Sociodemographics and School Environment Correlates of Clustered Oral and General Health Related Behaviours in Tanzanian Adolescents


  • Febronia Kokulengya Kahabuka Department of Orthodontics, Paedodontics and Community Dentistry, School of Dentistry, Muhimbili University of Health and Allied Sciences, P.O. Box 65014, Dar es Salaam
  • Hawa Shariff Mbawalla Department of Orthodontics, Paedodontics and Community Dentistry, School of Dentistry, Muhimbili University of Health and Allied Sciences, P.O. Box 65014, Dar es Salaam
  • Elifuraha Godson Mumghamba Department of Restorative Dentistry, School of Dentistry, Muhimbili University of Health and Allied Sciences, P.O. Box 65014, Dar es Salaam
  • Poul Erik Petersen World Health Organization Collaborating Centre for Community Oral Health Programmes and Research, Department for Global Oral Health and Community Dentistry, Institute for Odontology, Centre for Health and Society, University of Copenhagen, Oester Farimagsgade 5, P.O. Box 2099, DK-1014 Copenhagen



Health behaviours, Clustering, Adolescents, School relationship, Sociodemographic factors.


Objectives: To identify underlying clusters of general and oral health behaviours and acertain possible factors influencing the existence of the behaviours.

Materials and Methods: A cross sectional study was conducted among 4,847 school adolescents aged 11 to 17 years.

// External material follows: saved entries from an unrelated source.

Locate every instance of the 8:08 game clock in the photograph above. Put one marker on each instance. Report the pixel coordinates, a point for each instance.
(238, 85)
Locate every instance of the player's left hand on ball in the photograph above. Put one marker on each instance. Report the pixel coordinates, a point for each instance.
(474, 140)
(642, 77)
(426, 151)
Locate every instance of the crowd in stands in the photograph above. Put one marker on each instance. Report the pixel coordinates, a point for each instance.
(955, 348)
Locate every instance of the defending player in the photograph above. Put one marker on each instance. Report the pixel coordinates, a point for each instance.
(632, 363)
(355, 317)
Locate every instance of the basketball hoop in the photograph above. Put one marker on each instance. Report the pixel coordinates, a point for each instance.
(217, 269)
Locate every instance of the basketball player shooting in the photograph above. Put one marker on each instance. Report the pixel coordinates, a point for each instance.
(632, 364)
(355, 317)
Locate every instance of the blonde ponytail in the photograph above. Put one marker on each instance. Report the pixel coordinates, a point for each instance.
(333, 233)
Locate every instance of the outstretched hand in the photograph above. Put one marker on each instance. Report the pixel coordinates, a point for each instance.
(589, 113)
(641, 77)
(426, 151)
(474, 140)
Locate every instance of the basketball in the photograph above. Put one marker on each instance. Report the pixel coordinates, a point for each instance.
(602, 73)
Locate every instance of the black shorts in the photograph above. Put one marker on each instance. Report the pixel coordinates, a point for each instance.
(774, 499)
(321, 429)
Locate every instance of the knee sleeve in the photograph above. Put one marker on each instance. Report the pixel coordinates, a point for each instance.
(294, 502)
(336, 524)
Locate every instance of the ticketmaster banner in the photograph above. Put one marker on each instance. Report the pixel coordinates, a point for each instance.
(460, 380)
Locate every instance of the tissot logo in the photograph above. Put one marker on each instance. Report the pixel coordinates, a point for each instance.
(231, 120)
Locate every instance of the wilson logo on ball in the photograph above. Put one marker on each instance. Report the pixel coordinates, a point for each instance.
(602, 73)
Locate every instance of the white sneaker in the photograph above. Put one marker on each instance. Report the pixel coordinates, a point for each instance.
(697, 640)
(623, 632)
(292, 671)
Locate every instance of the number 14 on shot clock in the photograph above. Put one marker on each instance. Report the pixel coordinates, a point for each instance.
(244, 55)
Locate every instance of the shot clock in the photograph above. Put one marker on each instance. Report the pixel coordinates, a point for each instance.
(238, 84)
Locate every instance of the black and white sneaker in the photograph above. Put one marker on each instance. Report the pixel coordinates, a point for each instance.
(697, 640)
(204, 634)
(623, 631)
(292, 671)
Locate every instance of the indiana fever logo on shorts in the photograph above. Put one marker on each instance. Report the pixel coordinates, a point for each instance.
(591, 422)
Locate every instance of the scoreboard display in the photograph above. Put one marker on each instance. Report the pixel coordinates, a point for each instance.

Data were collected using a structured questionnaire in Kiswahili inquiring about general and oral health related behaviours, socio-demographics and adolescents’ school relationship. Principal component analysis was employed to identify clusters of health behaviour. Frequency distribution for proportions, cross tabulations with chi-square and a two stage binary logistic regression were done.

Results: Principal component analysis identified four clusters from twelve health behaviours; hygiene practices, dietary behaviours, cigarette smoking & alcohol consumption and sedentary related behaviours. Girls, OR 0.8 (95% CI 0.7, 0.9); secondary school attendees, OR 0.5 (95% CI 0.4, 0.7) and adolescents with good school relationship OR 0.7 (95% CI 0.6, 0.8) were less likely to smoke or use alcohol. Urban residents were less likely OR 0.8, (95% CI 0.7, 0.9) to report acceptable dietary behaviours. Adolescents whose fathers had secondary education or higher, were in secondary schools and had good school relationship were most likely to have acceptable hygiene behaviours, OR 1.4 (95% CI 1.2, 1.6), 1.6 (95% CI 1.1, 2.2) and 1.4 (95% CI 1.3, 1.7), respectively.

Conclusion: Oral and general health behaviours of Tanzanian adolescents factored into four clusters with hygiene behaviours being most practiced and physical exercise the least. The clustered behaviours were influenced by socio-demographics and school environment.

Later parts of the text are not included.